Rhys’s reflections on how different his family is to Vivi’s function as more than just personal introspection. Rhys pinpoints the difference between one’s blood kin and one’s chosen family. For Vivi, she grew up feeling supported and loved by Elaine and Gwyn, so her understanding of what a family is and does is different from Rhys’s perspective, since he grew up in a cold and distant family whose members went their separate ways as soon as possible. While Rhys appreciates Vivi’s estimation that Simon’s overbearing behavior is a sign that he cares about his son, he also knows that just because someone is a blood relative, they do not necessarily care about him. This reflection explores the ways in which family dynamics affect an individual’s understanding of different forms of love. For Vivi, love and duty are deeply intertwined, as her family’s devotion to one another is entangled with familial love. In Rhys’s experience, familial duty is a straightforward obligation, and love has nothing to do with it. By growing closer with Vivi, Rhys is able to join her family and experience the supportive network of relatives he did not have while growing up in Penhaven Manor. There is also something to be said for the gender differences between Rhys’s family and Vivi’s. The Penhallows who appear in the novel are all male characters, whereas the Joneses are all female characters. In the male-dominated environment, greater emphasis is placed upon competition, whereas in the female-led environment, there is more focus on collaboration. Rhys experiences what it is like to be part of a team fighting for the same goal, rather than a group of opponents fighting each other.

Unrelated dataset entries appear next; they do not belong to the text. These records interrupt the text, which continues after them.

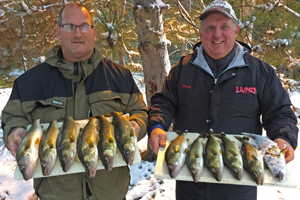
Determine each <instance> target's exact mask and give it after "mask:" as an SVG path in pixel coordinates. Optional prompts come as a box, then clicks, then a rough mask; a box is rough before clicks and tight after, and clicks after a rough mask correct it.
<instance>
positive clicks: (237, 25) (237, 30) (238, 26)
mask: <svg viewBox="0 0 300 200" xmlns="http://www.w3.org/2000/svg"><path fill="white" fill-rule="evenodd" d="M240 29H241V27H240V25H236V30H235V31H234V32H235V34H236V37H235V38H237V36H238V35H239V32H240Z"/></svg>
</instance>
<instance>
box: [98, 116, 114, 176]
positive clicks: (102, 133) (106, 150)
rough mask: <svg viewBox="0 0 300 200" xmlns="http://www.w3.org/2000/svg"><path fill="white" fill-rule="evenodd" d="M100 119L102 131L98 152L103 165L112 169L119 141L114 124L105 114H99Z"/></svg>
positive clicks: (98, 118)
mask: <svg viewBox="0 0 300 200" xmlns="http://www.w3.org/2000/svg"><path fill="white" fill-rule="evenodd" d="M98 119H99V120H100V127H101V129H100V133H99V143H98V153H99V156H100V159H101V161H102V164H103V166H104V167H105V169H106V170H107V171H110V170H111V169H112V167H113V164H114V158H115V154H116V150H117V143H116V140H115V135H114V128H113V126H112V124H111V123H110V122H109V121H108V120H107V119H106V117H104V116H103V115H101V116H98Z"/></svg>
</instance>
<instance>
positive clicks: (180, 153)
mask: <svg viewBox="0 0 300 200" xmlns="http://www.w3.org/2000/svg"><path fill="white" fill-rule="evenodd" d="M186 135H187V131H186V132H182V133H180V134H179V135H178V136H177V137H176V139H175V140H173V141H172V142H171V143H170V145H169V146H168V148H167V149H166V151H165V161H166V163H167V167H168V171H169V174H170V177H171V178H176V177H177V176H178V174H179V172H180V171H181V169H182V167H183V165H184V164H185V160H186V156H187V151H188V141H187V138H186Z"/></svg>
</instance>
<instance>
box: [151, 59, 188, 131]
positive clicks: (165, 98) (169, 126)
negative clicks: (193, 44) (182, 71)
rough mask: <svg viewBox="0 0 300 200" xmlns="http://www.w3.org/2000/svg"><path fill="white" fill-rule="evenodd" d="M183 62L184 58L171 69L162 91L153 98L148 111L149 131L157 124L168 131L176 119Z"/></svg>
mask: <svg viewBox="0 0 300 200" xmlns="http://www.w3.org/2000/svg"><path fill="white" fill-rule="evenodd" d="M181 62H182V58H181V59H180V61H179V62H177V63H176V65H175V66H174V67H173V68H172V69H171V71H170V73H169V76H168V77H167V78H166V79H165V82H164V86H163V88H162V91H161V92H159V93H156V94H154V95H153V96H152V98H151V107H150V108H149V111H148V115H149V124H148V130H149V129H150V128H151V127H152V126H153V125H155V124H161V125H162V126H163V127H164V130H168V129H169V127H170V125H171V123H172V119H173V118H174V117H175V114H176V110H177V107H178V97H177V84H178V78H179V74H180V67H181V64H180V63H181Z"/></svg>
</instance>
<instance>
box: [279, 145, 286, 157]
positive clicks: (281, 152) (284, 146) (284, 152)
mask: <svg viewBox="0 0 300 200" xmlns="http://www.w3.org/2000/svg"><path fill="white" fill-rule="evenodd" d="M286 152H287V147H286V144H284V147H283V148H282V149H281V150H280V153H282V155H285V154H286Z"/></svg>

Piper McBride’s revelation of what really happened to Aelwyd Jones reflects a disappointing pattern in real-life history, in which the involvement and accomplishments of women are overlooked and sometimes altogether erased in favor of championing the genius of and sacrifices made by men. Historically, women have not been afforded the same opportunities for advancement as men, which preemptively sets up their accomplishments to occur under the leadership of men who take full credit for their work. Gryffud Penhallow was unable to establish Graves Glen and harness the ley-lines power by himself; he could not have founded the town without Aelwyd’s power. However, to keep the resulting glory for himself, he covered up her involvement and her true cause of death, ensuring that he would be remembered as a hero. Aelwyd’s power was still so intense that, even after her death, her desire to be known and seen reached out through the ley lines and seized control of Vivi’s hex. Aelwyd’s revenge is to destroy the town Gryffud stole her power to create and punish his descendants with death in the same sweeping manner as he sentenced her descendants to obscurity.